Il y a une leçon intéressante sur l’inspiration dans cette nouvelle. Certains attendent l’idée géniale pour écrire alors qu’on peut très bien faire une bonne histoire d’horreur avec une choucroute et « un peu » de talent.

​Le meneur de loups, Claude Seignole
Chose inhabituelle pour une nouvelle courte (environ 2200 mots), il y a pas mal de dialogue et l’on respire dans le texte. Par contre, il est presque entièrement écrit avec un accent campagnard de 1947 et cela ne rend pas l’expérience très facile. L’histoire d’un « berger de loup » est agréable. Elle se rapproche du conte et l’on peut même en tirer une morale du type « ne pas se fier aux apparences » ou « ne pas avoir une peur irraisonnée des différences ou des étrangers ».

​Escamotage, Richard Matheson
Sans aucun doute, pour moi, la meilleure nouvelle de ce recueil. Tout ici est parfait, le scénario, sa structure, les personnages. De bout en bout, cette nouvelle d’environ 5000 mots et écrite en 1953 est un exemple à suivre. Pourtant, sa présentation sous forme d’agenda n’est pas habituelle. Une courte introduction indique que les lignes qui suivent sont une reproduction du contenu d’un cahier trouvé sur la table inoccupée d’un drugstore à côté d’une tasse de café. Le reste de la nouvelle est écrit comme un cahier intime suivant la progression du temps. Le contenu est le récit d’un homme dont la vie s’effrite. C’est tout à fait le genre de nouvelle dont je suis jaloux et que j’aurais aimé écrire. Pire que ça, dans les premières pages, elle est quasiment autobiographique. On y voit un homme sans rien d’extraordinaire avec une vie banale (hormis qu’il trompe sa femme) qui se lance dans une « carrière » d’écrivain mais qui n’arrive à rien et subit les railleries décourageantes. Sa vie bascule petit à petit et son esprit frôle les bordures de la folie jusqu’à la chute. Et quelle chute ! Sans doute une des plus fameuses que j’ai lue. D’une sorte qu’on ne comprend pas immédiatement, qui nous laisse avec la bouche ouverte en croyant s’être fait arnaquer jusqu’au déclic ou tout se rassemble et là… whao… tellement bien fait.
J’avais déjà Richard Matheson dans ma liste de livres à lire, mais je vais le faire passer en tête de liste assez vite.

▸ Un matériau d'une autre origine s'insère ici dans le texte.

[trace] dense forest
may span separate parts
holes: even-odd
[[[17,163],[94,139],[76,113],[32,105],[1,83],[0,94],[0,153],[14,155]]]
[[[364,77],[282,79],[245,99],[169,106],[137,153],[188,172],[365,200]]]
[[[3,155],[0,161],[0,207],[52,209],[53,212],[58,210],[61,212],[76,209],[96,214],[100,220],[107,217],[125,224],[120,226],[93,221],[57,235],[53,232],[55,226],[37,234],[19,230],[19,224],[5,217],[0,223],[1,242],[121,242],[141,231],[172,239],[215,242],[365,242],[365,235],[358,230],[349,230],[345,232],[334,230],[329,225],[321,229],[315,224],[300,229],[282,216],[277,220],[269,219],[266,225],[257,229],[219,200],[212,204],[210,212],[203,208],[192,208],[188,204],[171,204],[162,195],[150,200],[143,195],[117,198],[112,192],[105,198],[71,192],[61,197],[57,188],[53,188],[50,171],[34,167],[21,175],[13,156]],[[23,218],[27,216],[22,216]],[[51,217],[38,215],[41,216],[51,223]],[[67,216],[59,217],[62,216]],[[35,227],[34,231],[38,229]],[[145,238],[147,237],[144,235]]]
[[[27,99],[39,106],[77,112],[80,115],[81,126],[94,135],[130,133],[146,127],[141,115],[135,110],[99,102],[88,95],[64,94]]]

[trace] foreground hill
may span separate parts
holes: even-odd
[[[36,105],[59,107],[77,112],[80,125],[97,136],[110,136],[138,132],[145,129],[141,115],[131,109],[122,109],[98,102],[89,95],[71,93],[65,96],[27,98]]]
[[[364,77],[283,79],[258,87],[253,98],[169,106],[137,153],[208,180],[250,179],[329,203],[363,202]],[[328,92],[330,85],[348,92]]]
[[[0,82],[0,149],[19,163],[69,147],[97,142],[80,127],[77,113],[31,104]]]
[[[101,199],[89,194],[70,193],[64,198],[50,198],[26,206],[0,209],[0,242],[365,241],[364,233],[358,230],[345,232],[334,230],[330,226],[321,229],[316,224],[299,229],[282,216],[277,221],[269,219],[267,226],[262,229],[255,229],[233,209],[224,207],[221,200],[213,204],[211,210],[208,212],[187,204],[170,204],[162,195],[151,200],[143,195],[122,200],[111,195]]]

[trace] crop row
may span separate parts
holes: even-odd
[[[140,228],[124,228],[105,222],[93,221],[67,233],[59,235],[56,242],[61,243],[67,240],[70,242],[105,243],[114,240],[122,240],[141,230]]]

Que retenir du recueil de nouvelles « La dimension fantastique 1 » ?

C’est vivant et agréable à lire, on passe d’une histoire à l’autre facilement. Certaines sont très courtes d’autres un peu plus longues, il y en a pour tous les gouts.
On découvre ou redécouvre des auteurs connus à travers une sélection de morceaux qui sonnent à l’unisson dans le fantastique.

La nouvelle est vraiment un style très intéressant. Je me demande pourquoi il est autant boudé en France.